Using join_private() on two private tables in the same ID space works seamlessly as long as the ID columns are part of the join and have the same name in both tables. Like with flat_map(), no truncation is necessary.

Computing the statistic#

Next, we define a KeySet with age groups and the subset of genres we’re interested in for the analysis…

# Define age groups
# bin edges are [0, 20, 40, ... , 100]
age_binspec = BinningSpec(bin_edges = [20*i for i in range(0, 6)])
binned_age_genre_keys = KeySet.from_dict(
    {
        "binned_age": age_binspec.bins(),
        "genre": [
            "Mystery/thriller/crime",
            "History",
            "Romance",
            "Fantasy",
            "Classics/Literature",
            "Children",
        ],
    }
)

… and use it to group the data and count:

genre_by_age = session.evaluate(
    QueryBuilder("checkouts_joined")
    .bin_column("age", age_binspec, name="binned_age")
    .enforce(MaxRowsPerID(20))
    .groupby(binned_age_genre_keys)
    .count(),
    PureDPBudget(epsilon=2.5),
).toPandas()

Now that our dataset contains all the information we need to determine the relationship between age and genre of choice, we can do a little bit of wrangling and then visualize the result:

import pandas as pd
import seaborn as sns
# convert binned_age to categorical for ease of plotting
genre_by_age["binned_age"] = pd.Categorical(genre_by_age["binned_age"], age_binspec.bins())
age_counts = (
    genre_by_age.groupby("binned_age").sum().rename(columns={"count": "age_count"})
)
# compute percentage of each genre in each age group, replace negative values with 0
genre_by_age_pct = genre_by_age.join(age_counts, on="binned_age")
genre_by_age_pct["pct"] = genre_by_age_pct["count"] / genre_by_age_pct["age_count"] * 100
genre_by_age_pct["pct"] = genre_by_age_pct["pct"].clip(lower=0)

ax = sns.barplot(
    x="binned_age",
    y="pct",
    order=age_binspec.bins(),
    hue="genre",
    data=genre_by_age_pct,
)
ax.set(xlabel="Age Group", ylabel="Genre (%)", title="Reading Preferences by Age")
sns.move_legend(ax, "upper left", bbox_to_anchor=(1, 1), ncol=1, title="Genre")
A bar chart showing genre preferences for different age groups.

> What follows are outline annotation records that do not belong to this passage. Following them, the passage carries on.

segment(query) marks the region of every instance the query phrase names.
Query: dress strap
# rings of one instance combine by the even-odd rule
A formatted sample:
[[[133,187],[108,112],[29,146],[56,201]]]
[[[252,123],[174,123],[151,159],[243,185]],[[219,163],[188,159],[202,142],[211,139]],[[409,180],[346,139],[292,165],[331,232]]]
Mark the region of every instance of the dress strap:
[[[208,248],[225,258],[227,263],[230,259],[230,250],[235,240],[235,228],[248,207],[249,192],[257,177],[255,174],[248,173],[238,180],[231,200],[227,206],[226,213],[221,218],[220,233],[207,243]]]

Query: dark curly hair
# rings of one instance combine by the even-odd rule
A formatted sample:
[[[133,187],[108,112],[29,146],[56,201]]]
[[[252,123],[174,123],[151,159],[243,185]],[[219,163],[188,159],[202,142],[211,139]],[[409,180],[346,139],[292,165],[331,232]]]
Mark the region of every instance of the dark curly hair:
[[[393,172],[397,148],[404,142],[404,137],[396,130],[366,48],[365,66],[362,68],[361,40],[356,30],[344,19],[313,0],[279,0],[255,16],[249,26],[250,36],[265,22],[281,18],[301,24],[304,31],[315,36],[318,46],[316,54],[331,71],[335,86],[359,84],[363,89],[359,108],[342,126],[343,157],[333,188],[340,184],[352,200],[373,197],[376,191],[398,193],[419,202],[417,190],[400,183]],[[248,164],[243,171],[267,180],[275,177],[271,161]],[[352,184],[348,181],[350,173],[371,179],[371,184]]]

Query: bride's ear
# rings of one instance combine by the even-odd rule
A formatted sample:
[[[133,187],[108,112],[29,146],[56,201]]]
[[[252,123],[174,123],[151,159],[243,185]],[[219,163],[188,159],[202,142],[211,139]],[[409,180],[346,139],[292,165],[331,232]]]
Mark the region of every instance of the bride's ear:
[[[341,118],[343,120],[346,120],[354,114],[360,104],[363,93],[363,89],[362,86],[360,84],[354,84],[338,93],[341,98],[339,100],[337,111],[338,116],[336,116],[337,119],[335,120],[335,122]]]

Interesting! It looks like children are the only readers of children’s books. We may have expected as much, but what else can we learn from this chart?

A note on Session initialization#

You might have noticed that in the Session initialization step, we loaded the members table using the AddRowsWithID protected change; even though in tutorials 1 through 5, we used it with AddOneRow. For this table, both options are possible: there is exactly one row per person, and a unique identifier for each person. In such cases, which protected change should you choose?

Typically, the right choice is to use AddRowsWithID, for a couple of reasons.

  • Data preparation is generally more convenient when using privacy IDs, because you don’t need to worry about truncating your data (when performing e.g. flat maps or joins) until immediately before aggregation.

  • Truncation as a last step before aggregation can lead to better utility. Plus, if you want to compute multiple aggregations, you might also want to use different truncation parameters for each.